After release, though, ex-inmates need ongoing support. That’s where small programs like Hope Outreach’s transitional housing in Enid can help.

“Without that help, without a healthy environment, the likelihood of them recidivating, going back to prison is pretty high, and the other thing is that we would like to encourage them not to go back to their old environment. Let’s start fresh and build a healthy environment and overcome the barriers with re-entry,” said Rodney Fowler, director for Hope Outreach transitional housing.

Hope Outreach’s transitional housing has two homes in Enid, a men’s home that houses seven to eight men, and a women’s home with four to five women.

Ex-inmates stay in the affordable transition house anywhere from six months to a year, and pay to live there. The longer an individual stays, the likelihood they’ll return to prison decreases dramatically, Fowler said.

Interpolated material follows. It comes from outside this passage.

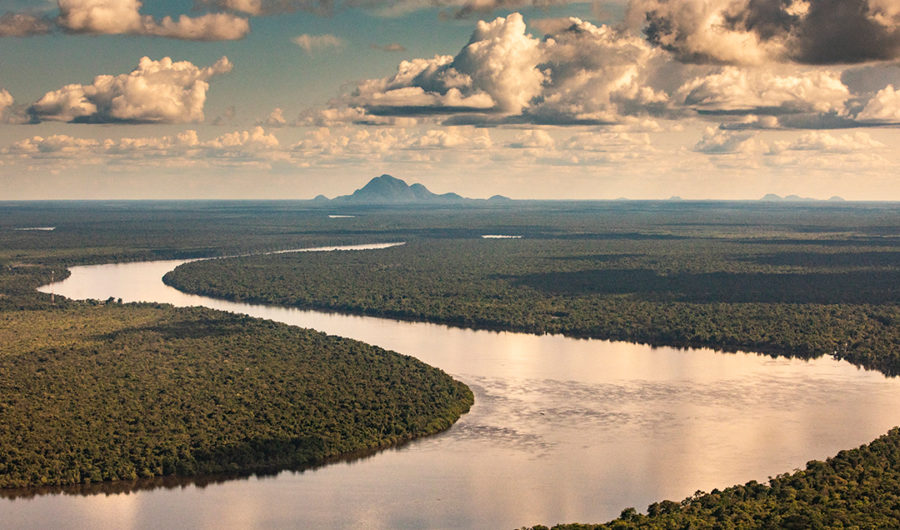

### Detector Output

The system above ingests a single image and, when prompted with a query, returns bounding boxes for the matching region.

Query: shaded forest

“Going through a program like this, if the individual were to stay here for a year, it increases their odds of success by 80 percent,” Fowler said. “Getting into a good program, coming out of incarceration is essential, for someone that doesn’t come into this type of situation … their odds of success are pretty slim.”

The transitional housing offers supervised affordable housing, life-skill training, faith-based counseling and employment support with mandatory church participation.

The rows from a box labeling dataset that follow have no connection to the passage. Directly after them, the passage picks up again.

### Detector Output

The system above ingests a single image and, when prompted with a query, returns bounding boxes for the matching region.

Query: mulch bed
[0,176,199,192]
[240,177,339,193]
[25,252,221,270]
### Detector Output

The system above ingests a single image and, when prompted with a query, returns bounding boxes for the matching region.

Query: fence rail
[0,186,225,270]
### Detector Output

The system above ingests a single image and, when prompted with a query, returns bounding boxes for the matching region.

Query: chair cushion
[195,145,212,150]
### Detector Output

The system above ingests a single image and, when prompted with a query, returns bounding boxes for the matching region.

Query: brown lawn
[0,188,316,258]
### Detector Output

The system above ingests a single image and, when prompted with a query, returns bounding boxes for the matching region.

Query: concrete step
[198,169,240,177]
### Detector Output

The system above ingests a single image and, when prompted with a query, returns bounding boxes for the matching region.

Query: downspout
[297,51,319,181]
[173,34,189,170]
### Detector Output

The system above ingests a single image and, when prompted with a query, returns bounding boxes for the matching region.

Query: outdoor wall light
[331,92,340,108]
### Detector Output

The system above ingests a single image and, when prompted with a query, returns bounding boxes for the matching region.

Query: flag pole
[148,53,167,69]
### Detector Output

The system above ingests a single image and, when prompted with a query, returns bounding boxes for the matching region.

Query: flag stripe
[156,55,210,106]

Wright’s been living in the transitional house in Enid since release.

Throughout much of his time spent since being released, Wright has worked a job at ADM Grain, continues to go through substance abuse courses, helps run the transitional home in a leadership role, does life skill development and more.

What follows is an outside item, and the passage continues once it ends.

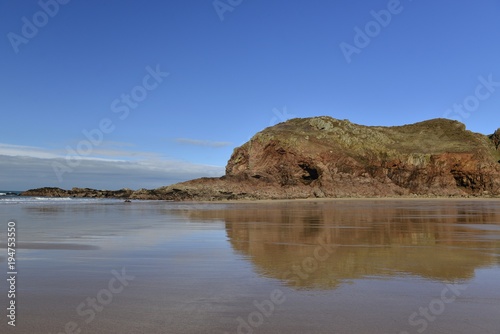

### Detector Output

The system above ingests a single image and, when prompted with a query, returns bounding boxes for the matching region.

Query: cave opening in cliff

Wright said he picked Hope Outreach because he didn’t want to return to where he was prior to incarceration, and to have a place where he’d have a chance for a fresh start, and to change.

Through the transition house, Wright’s been able to have an affordable housing option, work at his job and continue his substance abuse program. As one of the longer tenured guys in the home, he helps run the house’s weekly meeting with Fowler, and helps the others in the house get to work and adjust to life outside the walls of a correctional facility.

Samuel Hurt, released from ECCC in late June, is another man that lives in the transitional home. Compared to living in a shelter, Hurt said the difference is drastic.

“The environment’s totally different, and it seems like everybody here is on the same page as far as wanting to change and righting your life, and places like that (shelters), everybody is on a different path, and kind of get caught up in that,” said Hurt, who is from Chickasha.

Similar to Wright, Hurt said if he’d returned to the same environment as he was pre-incarceration, he’d have probably ended up in a shelter, or worse.

Overextended Oklahomans: Everyday Oklahomans struggling financially (click here to see all stories of series)

“I’d be right back in the same environment that I was before. Even with me truly wanting to change, when you’re put back in an environment like that, and with no help and no things like that you tend to go back to doing, not necessarily what you was doing before, but things you’re having to do just to survive,” Hurt said.

Fowler said housing programs such as Hope Outreach transitional housing provide a positive impact on the community and a better option than just releasing prisoners into the community without any support.

“A person living in their neighborhood not going through a program like this and the likelihood of them committing another crime is high. Really, a place like this in your neighborhood is going to increase safety, betterment if community, reducing crime rate within that community. It directly affects the well-being of a community to have places like this,” Fowler said.

If it weren’t for the opportunities the transitional home provided, things would be looking quite different for Wright.

“I would have went back to family, but I would have been in the same town with the same friends, the same people, the same obstacles. It would have been a whole lot of the same stuff, and that’s not what we’re looking for,” Wright said, “We have to have something different. The same stuff just leads to the same stuff.”